OREGON – It has been a little crazy lately for Jim Kaufman, owner of the Oregon Super Valu grocery store.
“We didn’t ever anticipate what was going to happen,” he said at the start of another busy day last week.
But that doesn’t mean the run on grocery stores brought on by the COVID-19 virus and the state-imposed shelter in place directive was a total shock to the longtime grocer. He said he heard from relatives in the Chicago suburbs a couple of weeks ago that Walmart was running out of toilet paper. That was surely a sign.

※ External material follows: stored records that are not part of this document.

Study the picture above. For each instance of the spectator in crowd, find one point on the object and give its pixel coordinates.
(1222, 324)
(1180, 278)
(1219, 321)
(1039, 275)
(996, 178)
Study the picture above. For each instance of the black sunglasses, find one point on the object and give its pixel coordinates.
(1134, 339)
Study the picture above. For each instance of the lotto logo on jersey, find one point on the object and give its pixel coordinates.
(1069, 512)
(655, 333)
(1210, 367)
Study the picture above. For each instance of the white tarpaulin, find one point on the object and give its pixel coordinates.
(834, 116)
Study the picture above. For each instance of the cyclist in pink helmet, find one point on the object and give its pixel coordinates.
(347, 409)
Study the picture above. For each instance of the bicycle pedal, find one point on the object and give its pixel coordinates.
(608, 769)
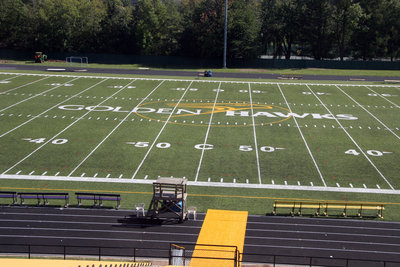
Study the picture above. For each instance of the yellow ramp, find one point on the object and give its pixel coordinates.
(220, 227)
(64, 263)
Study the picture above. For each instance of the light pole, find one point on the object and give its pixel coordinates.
(225, 33)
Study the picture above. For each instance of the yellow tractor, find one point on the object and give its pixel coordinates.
(40, 57)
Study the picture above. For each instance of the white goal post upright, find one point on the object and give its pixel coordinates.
(82, 61)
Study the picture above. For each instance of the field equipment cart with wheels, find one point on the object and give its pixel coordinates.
(40, 57)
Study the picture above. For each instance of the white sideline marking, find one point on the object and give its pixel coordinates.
(29, 98)
(304, 140)
(112, 131)
(23, 85)
(55, 136)
(255, 136)
(205, 184)
(190, 80)
(394, 104)
(387, 128)
(22, 124)
(208, 130)
(162, 129)
(351, 138)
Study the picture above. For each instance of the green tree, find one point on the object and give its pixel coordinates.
(157, 27)
(270, 27)
(14, 23)
(346, 17)
(243, 29)
(317, 28)
(116, 34)
(391, 28)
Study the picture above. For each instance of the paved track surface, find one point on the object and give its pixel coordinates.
(265, 235)
(193, 74)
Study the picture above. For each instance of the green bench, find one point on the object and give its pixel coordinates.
(322, 207)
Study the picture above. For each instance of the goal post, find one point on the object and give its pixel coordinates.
(74, 60)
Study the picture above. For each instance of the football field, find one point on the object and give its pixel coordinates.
(223, 134)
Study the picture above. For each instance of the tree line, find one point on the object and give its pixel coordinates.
(321, 29)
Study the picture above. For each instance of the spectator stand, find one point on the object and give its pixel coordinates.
(43, 198)
(98, 198)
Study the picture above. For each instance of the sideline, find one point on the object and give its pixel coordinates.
(98, 76)
(192, 195)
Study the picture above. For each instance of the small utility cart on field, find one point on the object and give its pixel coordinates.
(40, 57)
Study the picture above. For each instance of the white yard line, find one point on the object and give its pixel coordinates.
(394, 104)
(351, 138)
(36, 95)
(55, 136)
(56, 105)
(255, 136)
(304, 140)
(116, 127)
(206, 184)
(191, 80)
(5, 92)
(208, 130)
(372, 115)
(162, 129)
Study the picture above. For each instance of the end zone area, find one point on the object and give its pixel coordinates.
(228, 135)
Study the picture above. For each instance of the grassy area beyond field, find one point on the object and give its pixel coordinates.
(308, 71)
(256, 201)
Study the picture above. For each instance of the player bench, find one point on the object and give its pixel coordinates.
(44, 197)
(11, 195)
(323, 207)
(291, 76)
(98, 198)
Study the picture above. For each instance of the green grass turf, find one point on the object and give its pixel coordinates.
(309, 71)
(55, 143)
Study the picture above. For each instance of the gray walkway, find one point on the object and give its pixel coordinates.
(194, 74)
(301, 238)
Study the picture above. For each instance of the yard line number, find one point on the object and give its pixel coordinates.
(375, 153)
(42, 140)
(244, 148)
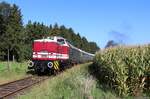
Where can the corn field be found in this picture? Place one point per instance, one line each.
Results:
(124, 69)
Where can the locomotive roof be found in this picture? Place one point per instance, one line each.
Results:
(49, 39)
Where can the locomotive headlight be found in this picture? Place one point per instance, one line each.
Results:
(50, 64)
(30, 64)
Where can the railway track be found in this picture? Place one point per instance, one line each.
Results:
(11, 88)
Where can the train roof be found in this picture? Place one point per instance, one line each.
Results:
(54, 39)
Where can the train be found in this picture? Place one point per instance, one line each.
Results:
(55, 53)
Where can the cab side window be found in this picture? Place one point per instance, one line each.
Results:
(61, 41)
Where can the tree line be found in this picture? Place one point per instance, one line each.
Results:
(16, 38)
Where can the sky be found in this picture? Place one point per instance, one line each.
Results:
(125, 21)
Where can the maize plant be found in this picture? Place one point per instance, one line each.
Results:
(124, 69)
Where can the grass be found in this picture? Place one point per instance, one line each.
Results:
(16, 71)
(74, 83)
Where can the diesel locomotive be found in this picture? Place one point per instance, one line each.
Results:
(55, 53)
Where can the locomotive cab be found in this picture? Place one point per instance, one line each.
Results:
(47, 54)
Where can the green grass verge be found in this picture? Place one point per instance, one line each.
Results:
(16, 71)
(74, 83)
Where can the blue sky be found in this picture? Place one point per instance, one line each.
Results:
(126, 21)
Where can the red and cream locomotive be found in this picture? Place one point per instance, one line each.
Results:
(55, 53)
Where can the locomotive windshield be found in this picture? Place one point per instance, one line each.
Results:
(61, 41)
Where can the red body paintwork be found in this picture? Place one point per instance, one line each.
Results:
(49, 51)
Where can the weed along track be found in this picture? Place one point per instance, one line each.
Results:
(12, 88)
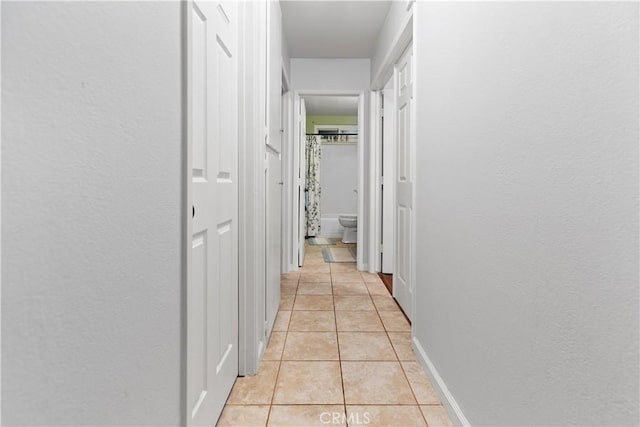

“I got kind of a jump start on it because of them,” he said.
That means Kaufman started bumping up his orders early to try and keep up with the coming demand.
But, why the run on toilet paper?
Kaufman said people saw that it was happening overseas and started buying it in bulk. And when Walmart started running out, that really pushed people to buy.
“It’s something you don’t want to be without really,” he said.
Kaufman, whose family bought the store in 1970, said people are buying enough to last two or three months. He said others are buying it to stockpile and try to sell at a higher price.
He said the store is still getting toilet paper in regularly and limiting the number of packages customers can buy, but it doesn’t last long. He said he always holds some back for customers who really need it, like the elderly.
Kaufman said with the closure of stadiums and restaurants – other places people use toilet paper – that put a lot of pressure on grocery stores.
“The biggest problem is the grocery stores got kind of blindsided in the United States,” he said.
He said his meat department employees are working long days to try and keep up. He said people are buying a lot of meat, fruits and vegetables. And bread is hard to keep in stock.
“The bakers can’t keep up,” Kaufman said.
He said eggs are also difficult to keep in stock. He said Mexico is taking more eggs than usual, and the government is using 900,000 eggs a day to try and develop a vaccine for the virus.
Kaufman does have some advice for people on how to handle grocery shopping right now.
“I would say don’t panic,” he said. “Buy what you need.”
He said it doesn’t hurt to have extra canned goods and frozen items on hand in case the shutdown is extended. And if there is something you just can’t be without, just buy a little extra of that item.
Kaufman also praised his staff, who have been working long, hard hours.
“My employees have been killing it,” he said.
And while a few out of town people have complained, Kaufman said his regular Ogle County shoppers have been “just wonderful.”
He said that while people have changed where they are buying their food, there is still plenty of it.
“The world is not running out of food,” he said.